When I was at Facebook, I had a very talented young intern, who may not have known that I was a Twitter follower of hers, and I could see all her tweets about partying, drinking, and . . . let’s call it “college living.” Entertaining as they were, her tweets put me in a difficult position as her manager. I couldn’t tell her what to post on Twitter. I didn’t own the account and didn’t have the right to ask her to stop tweeting. But by the same token, people knew she was working for me, and I felt that her behavior online was beginning to reflect on me as her boss.

I ended up having a sit-down chat with her, saying, “If you’re going to tweet, be thoughtful. Please don’t make yourself—and don’t make me—look bad.” She agreed, and everything was cool.
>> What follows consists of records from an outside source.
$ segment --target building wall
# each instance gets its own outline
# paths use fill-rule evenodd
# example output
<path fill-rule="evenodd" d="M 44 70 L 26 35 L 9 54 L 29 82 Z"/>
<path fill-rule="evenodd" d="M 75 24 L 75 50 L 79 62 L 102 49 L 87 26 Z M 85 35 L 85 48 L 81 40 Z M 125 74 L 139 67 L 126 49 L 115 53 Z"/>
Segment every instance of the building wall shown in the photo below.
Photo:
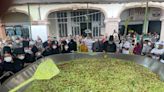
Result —
<path fill-rule="evenodd" d="M 132 3 L 122 3 L 122 4 L 88 4 L 89 9 L 97 9 L 104 13 L 105 15 L 105 34 L 107 36 L 111 35 L 114 30 L 118 31 L 119 22 L 121 21 L 120 15 L 126 9 L 135 8 L 135 7 L 145 7 L 145 3 L 141 2 L 132 2 Z M 164 12 L 164 2 L 149 2 L 149 6 L 157 7 L 162 9 Z M 33 25 L 42 25 L 47 27 L 49 23 L 47 22 L 47 17 L 51 12 L 60 11 L 60 10 L 71 10 L 71 9 L 86 9 L 87 4 L 33 4 L 30 5 L 30 17 L 31 23 Z M 25 12 L 28 14 L 28 5 L 17 5 L 10 8 L 10 10 Z M 164 15 L 162 15 L 164 18 Z M 35 23 L 33 23 L 35 21 Z M 37 22 L 36 22 L 37 21 Z M 164 24 L 164 23 L 163 23 Z M 51 29 L 51 28 L 50 28 Z M 34 31 L 34 29 L 31 29 Z M 47 31 L 44 29 L 44 31 Z M 164 40 L 164 27 L 162 26 L 161 39 Z M 48 35 L 48 34 L 47 34 Z"/>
This may seem obvious, but it can’t be said enough: always think before you tweet. If you’re doing something that can get you fired, or is illegal, don’t post about it. That doesn’t make you inauthentic; it makes you smart. Sometimes the safest option really is abstinence. If you are at a job where you live in mortal fear of the HR department, keep that in mind when posting
anything
online.

If you’re applying for any job with a large company—and increasingly, companies of any size—don’t imagine that posting updates to do with #sex, #drugs, #moredrugs, and #evenmoredrugs won’t have some kind of effect on your employment prospects. Remember that an authentic version of yourself lives online, but there may be some things you’re better off not letting anyone know about.

Share what matters to you, with the friends that matter. Sharing in the workplace doesn’t mean sharing everything. Your boss doesn’t want to see your spring-break photos. People just want to see the generic stuff: baby photos, FarmVille updates.

Actually, scratch that. No one wants to see your FarmVille updates.